Версии были несколько противоречивы, но в победоносном завершении войны сомневаться как будто бы не приходилось. Это подтверждалось и упорными слухами о несметных сокровищах, вывезенных из Оленьей башни,[381] об отборном рисе, захваченном на Большом мосту.[382] Во множестве начали возвращаться раненые, что также как будто свидетельствовало о крупных сражениях. Все инвалиды, способные хоть как-то передвигаться, сидели теперь по чайным, кабакам, цирюльням, а то и просто где-нибудь во дворе или у ворот, рассказывая о сражениях, и каждого окружала толпа восторженных слушателей. С наступлением весны и тепла вдохновенные рассказы ветеранов нередко затягивались за полночь.
Страдая несварением желудка, Бо-и и Шу-ци обычно не съедали положенную им порцию лепешек; как и прежде, с наступлением темноты, они ложились спать, но уснуть не могли. Бо-и без конца ворочался в постели, а на Шу-ци это нагоняло такую тоску, что он частенько вставал и, накинув на себя одежду, выходил во двор — пройтись или размяться.
Как-то раз, в безлунную, звездную ночь, когда все уже мирно спали, у ворот богадельни шла беседа. Шу-ци, не имевший обыкновения подслушивать чужие разговоры, на этот раз почему-то замедлил шаг и прислушался.
— Шанский-то царь, так его и растак, сразу побежал к Оленьей башне, — рассказывал кто-то, судя по всему, инвалид, вернувшийся с войны. — Сгреб в кучу, так его и разэтак, свои сокровища, сам сел посередке, да все и поджег.

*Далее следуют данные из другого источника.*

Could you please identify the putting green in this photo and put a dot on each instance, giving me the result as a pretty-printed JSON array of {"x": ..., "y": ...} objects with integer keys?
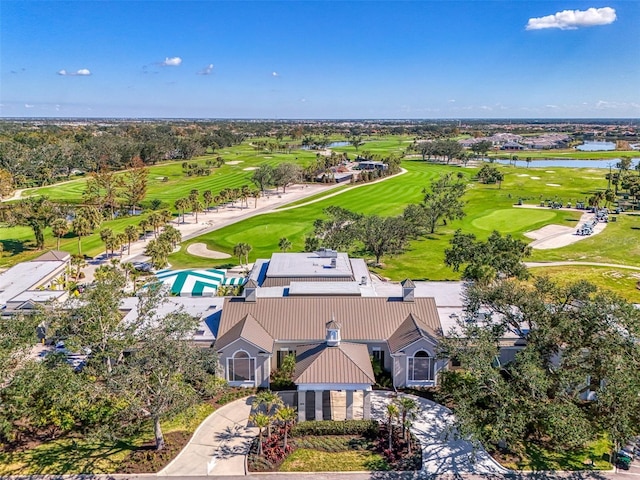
[{"x": 511, "y": 220}]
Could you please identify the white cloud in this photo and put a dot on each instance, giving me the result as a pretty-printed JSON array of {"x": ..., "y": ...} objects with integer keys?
[
  {"x": 206, "y": 70},
  {"x": 171, "y": 62},
  {"x": 83, "y": 72},
  {"x": 573, "y": 19}
]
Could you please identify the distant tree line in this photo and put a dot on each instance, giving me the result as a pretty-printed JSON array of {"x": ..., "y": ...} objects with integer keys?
[{"x": 36, "y": 156}]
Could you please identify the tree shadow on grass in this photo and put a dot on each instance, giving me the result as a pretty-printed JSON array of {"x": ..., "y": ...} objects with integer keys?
[
  {"x": 75, "y": 458},
  {"x": 13, "y": 246}
]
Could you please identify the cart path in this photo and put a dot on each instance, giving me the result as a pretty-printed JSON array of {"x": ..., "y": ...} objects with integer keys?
[{"x": 587, "y": 264}]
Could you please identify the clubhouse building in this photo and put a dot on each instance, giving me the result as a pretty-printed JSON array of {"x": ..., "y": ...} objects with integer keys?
[{"x": 325, "y": 308}]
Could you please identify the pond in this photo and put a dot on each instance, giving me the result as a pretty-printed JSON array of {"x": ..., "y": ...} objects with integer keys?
[
  {"x": 596, "y": 146},
  {"x": 571, "y": 163}
]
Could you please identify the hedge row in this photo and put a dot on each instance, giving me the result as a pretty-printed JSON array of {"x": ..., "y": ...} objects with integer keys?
[{"x": 331, "y": 427}]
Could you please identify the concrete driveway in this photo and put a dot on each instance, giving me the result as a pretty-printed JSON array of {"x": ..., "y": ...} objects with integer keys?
[
  {"x": 218, "y": 446},
  {"x": 443, "y": 452}
]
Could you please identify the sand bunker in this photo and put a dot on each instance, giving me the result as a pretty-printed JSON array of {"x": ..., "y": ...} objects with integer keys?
[
  {"x": 201, "y": 250},
  {"x": 557, "y": 236},
  {"x": 549, "y": 231}
]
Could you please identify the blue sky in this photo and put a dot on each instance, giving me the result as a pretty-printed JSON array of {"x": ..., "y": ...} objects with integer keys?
[{"x": 321, "y": 59}]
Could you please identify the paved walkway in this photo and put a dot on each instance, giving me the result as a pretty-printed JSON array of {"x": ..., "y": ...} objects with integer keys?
[
  {"x": 443, "y": 451},
  {"x": 218, "y": 446},
  {"x": 569, "y": 263},
  {"x": 221, "y": 442}
]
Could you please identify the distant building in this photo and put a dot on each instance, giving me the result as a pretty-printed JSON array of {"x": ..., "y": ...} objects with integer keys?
[
  {"x": 28, "y": 284},
  {"x": 324, "y": 308},
  {"x": 371, "y": 165}
]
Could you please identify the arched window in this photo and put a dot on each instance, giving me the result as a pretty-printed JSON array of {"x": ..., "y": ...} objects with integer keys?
[
  {"x": 420, "y": 367},
  {"x": 241, "y": 367}
]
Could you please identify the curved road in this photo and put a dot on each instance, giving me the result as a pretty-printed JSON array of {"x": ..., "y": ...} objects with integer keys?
[{"x": 570, "y": 263}]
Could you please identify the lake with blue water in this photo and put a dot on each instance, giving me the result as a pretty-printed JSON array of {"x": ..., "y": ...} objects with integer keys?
[
  {"x": 596, "y": 147},
  {"x": 551, "y": 162}
]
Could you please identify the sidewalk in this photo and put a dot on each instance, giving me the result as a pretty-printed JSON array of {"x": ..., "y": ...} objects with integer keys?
[
  {"x": 218, "y": 446},
  {"x": 444, "y": 452}
]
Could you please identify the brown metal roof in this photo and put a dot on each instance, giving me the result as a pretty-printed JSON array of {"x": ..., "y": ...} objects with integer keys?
[
  {"x": 409, "y": 331},
  {"x": 285, "y": 281},
  {"x": 250, "y": 330},
  {"x": 54, "y": 255},
  {"x": 345, "y": 363},
  {"x": 304, "y": 318}
]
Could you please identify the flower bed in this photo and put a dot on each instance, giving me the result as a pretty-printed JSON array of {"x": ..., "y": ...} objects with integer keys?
[{"x": 365, "y": 436}]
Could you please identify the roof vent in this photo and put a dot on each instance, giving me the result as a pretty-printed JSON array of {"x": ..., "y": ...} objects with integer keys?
[
  {"x": 250, "y": 291},
  {"x": 408, "y": 290},
  {"x": 333, "y": 332},
  {"x": 326, "y": 253}
]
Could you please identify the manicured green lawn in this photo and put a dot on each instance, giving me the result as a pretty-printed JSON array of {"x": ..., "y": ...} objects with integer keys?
[
  {"x": 618, "y": 243},
  {"x": 307, "y": 460},
  {"x": 566, "y": 154},
  {"x": 92, "y": 456},
  {"x": 486, "y": 205},
  {"x": 622, "y": 281},
  {"x": 536, "y": 458}
]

— Ах ты, жалость-то какая! — послышался голос привратника.
— Погоди! Сгорел-то он, а не сокровища. А наш великий государь со своей высокой свитой вступил в пределы Шанского государства. Жители встретили его за городскими воротами. Государь приказал своим сановникам пожелать населению счастья, а жители так и кинулись ему в ноги. И везде, где он проезжал, на всех воротах — одно только слово большими буквами: «верноподданные». Государь проследовал на колеснице к Оленьей башне, отыскал тело шанского царя, который наложил на себя руки, да и выпустил по нему три стрелы…
— Это зачем же? Боялся, что тот еще живой? — спросил кто-то.
— Кто его знает. Выпустил, и все. Потом рубанул его разок легким мечом, а желтым топором отрубил голову — только хряснула — и подвесил к большому белому знамени.